Filling them has led to a bit of overlap here and there. The Hyundai Kona was launched in 2017 as Hyundai’s B-segment crossover – effectively a tall Hyundai i20. Available with petrol, diesel, hybrid and electric powertrains, it’s been quite the success for Hyundai.
And then in 2021 came the Hyundai Bayon, which is much the same thing on paper – it’s even the same length to the millimetre. There are differences – the Bayon is a little narrower, a bit cheaper and not quite as tall – but it’s no doubt a rather confusing pair to sit next to each other in the showroom.
Now it’s time for the Kona to escape the Bayon’s competition, because the second generation is getting bigger – a lot bigger. It’s 170mm longer, 15mm taller and 60mm wider, putting it neatly between the Bayon and the larger Tucson, and right in the firing line of competitors such as the Volkswagen T-Roc, Honda HR-V, the upcoming Mk2 Toyota CH-R and even slightly bigger cars like the Nissan Qashqai.

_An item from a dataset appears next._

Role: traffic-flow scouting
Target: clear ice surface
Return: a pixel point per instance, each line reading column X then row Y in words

It gets an eye-catching new design but continues to offer a choice of petrol, hybrid and electric power. In a refreshing break from loaded-to-the-gunwales press cars, Hyundai sent us an entry-level Advance model with the 1.0-litre petrol engine and a manual gearbox. Might less be more?
The Range at a Glance
Transmissions: 6-spd manual*, 7-spd dual-clutch auto (optional on 120PS, 198PS), 6-spd dual-clutch auto (Hybrid), 1-spd reduction gear (Electric)
Hyundai offers the Kona with a choice of turbo petrol, hybrid and electric powertrains. The petrols get a manual gearbox as standard, or a dual-clutch automatic as an option.
Four trim levels are offered. Advance is the already well-equipped base model. N Line brings slightly more equipment, as well as a sportier bodykit. N Line S and Ultimate add even more options. The sizeable price gap between the two petrol engines is because the 1.6 requires an upgrade to N Line S or Ultimate.